Visions through the viewfinder

These trees hold memories…they have seen people laugh, cry, pray, kiss, and cuddle over time, across generations.
An immensely personal medium, photography captures fleeting moments and emotions and is a portal to memory in time
An immensely personal medium, photography captures fleeting moments and emotions and is a portal to memory in timePhoto | Express

CHENNAI : While shuttling between Tiruchy and Thanjavur during the lockdown, the rustling trees, green canopy, and intricate vein-like branches were photographer Muthuswamy’s constant companions. They became the subject of his admiration and the object of his lens. “I wished to hear from the long-time masters of this land, their experiences and how they have been through ages.

These trees hold memories…they have seen people laugh, cry, pray, kiss, and cuddle over time, across generations. And yet they stand there, as witnesses with no judgment, prejudice, or opinions,” says the senior associate engineer at TCS. He opts a cyanotype medium to freeze them in blue and white images.

Quoting Kahlil Gibran, he says, “Trees are poems that the earth writes upon the skies.” His series, a homage to nature, is among the 280+ clicks displayed at Lalit Kalit Akademi, at the 10th annual Chennai Weekend Clickers (CWC) exhibition. This show — celebrating a decade of passion, community, and art — features 95 photographers from India, and varied themes. The uniting factors are tales of the world and an indomitable love for photography.

A man working at the salt pans, the sharp features of temple sculptures, two girls studying under the red-candle light, a child dashing through the waters — each click tells a story. CWC member Arvind Ganesan says, this exhibition (with four categories — debut, solo, instafest, and open) aims to facilitate a knowledge-sharing session, and display stories. “The photos you take on the mobile phone only keep adding to the data. No matter how much you’ve put up on Instagram when you look back at it, it would feel like there is no big purpose. When you print and see it, the photo obtains life. It feels like an achievement,” he says.

Festivals in focus

In black and white, Suriya Kathir’s images transport us to the buzzing festivals — from Mayanakollai in Kaveripattinam, ther festival in Thiruchengode to Koovagam in Villupuram. Titled ‘Religious Ecstasy’, this collection of eight-odd photographs examines folklores and fetes in villages, and devotees

playing the roles of gods. “As an atheist, I just wanted to see the connection between humans and gods. ‘Introspection’ looks at the condition of transpersons before and after the Criminal Tribes Act (CTA) as after the implementation, transpersons have been humiliated. Before that, Indian culture and mythology portrayed the community as gods,” says Suriya, who has been capturing festivals since 2015.

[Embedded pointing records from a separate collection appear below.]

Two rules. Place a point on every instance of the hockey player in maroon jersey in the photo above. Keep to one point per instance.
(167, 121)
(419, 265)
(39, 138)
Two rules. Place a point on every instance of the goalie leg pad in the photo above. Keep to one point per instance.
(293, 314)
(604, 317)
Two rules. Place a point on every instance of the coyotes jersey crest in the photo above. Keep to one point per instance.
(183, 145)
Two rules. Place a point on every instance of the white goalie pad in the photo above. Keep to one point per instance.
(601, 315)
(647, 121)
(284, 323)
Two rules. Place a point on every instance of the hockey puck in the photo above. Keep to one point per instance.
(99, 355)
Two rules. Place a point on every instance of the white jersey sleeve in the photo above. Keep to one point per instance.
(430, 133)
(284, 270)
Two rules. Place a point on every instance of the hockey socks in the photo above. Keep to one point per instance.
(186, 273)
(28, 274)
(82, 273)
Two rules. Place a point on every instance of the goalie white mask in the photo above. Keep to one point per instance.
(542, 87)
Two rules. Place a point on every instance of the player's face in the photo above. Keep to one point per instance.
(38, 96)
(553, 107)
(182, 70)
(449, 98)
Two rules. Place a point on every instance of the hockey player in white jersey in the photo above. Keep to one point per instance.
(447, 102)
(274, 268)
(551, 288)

Equally enchanted by festivals and cultures, Balaji Natarajan’s three images are in the debut category. Since 2019, Balaji has been documenting ways of living. Mohammed Rafi, during his travels and all the CWC walks, searches for secret and personal bonds between animals and humans. For instance, one click in his series ‘Unseen Bond’ depicts three puppies nuzzling against a man on a field. “In a Chengalpattu village, there are many samanthipoo fields. A farmer has a stove there and feeds puppies. These puppies would trail after him,” he says. This love for animals arose from his bond with his childhood cat.

An immensely personal medium, photography captures fleeting moments and emotions and is a portal to memory in time. “Art grows at CwC and we evolve with art,” Aravind says. The inauguration on Sunday saw cinematographer Ravi Varman, writer Tamizh Prabha and journalist Jeyarani in attendance.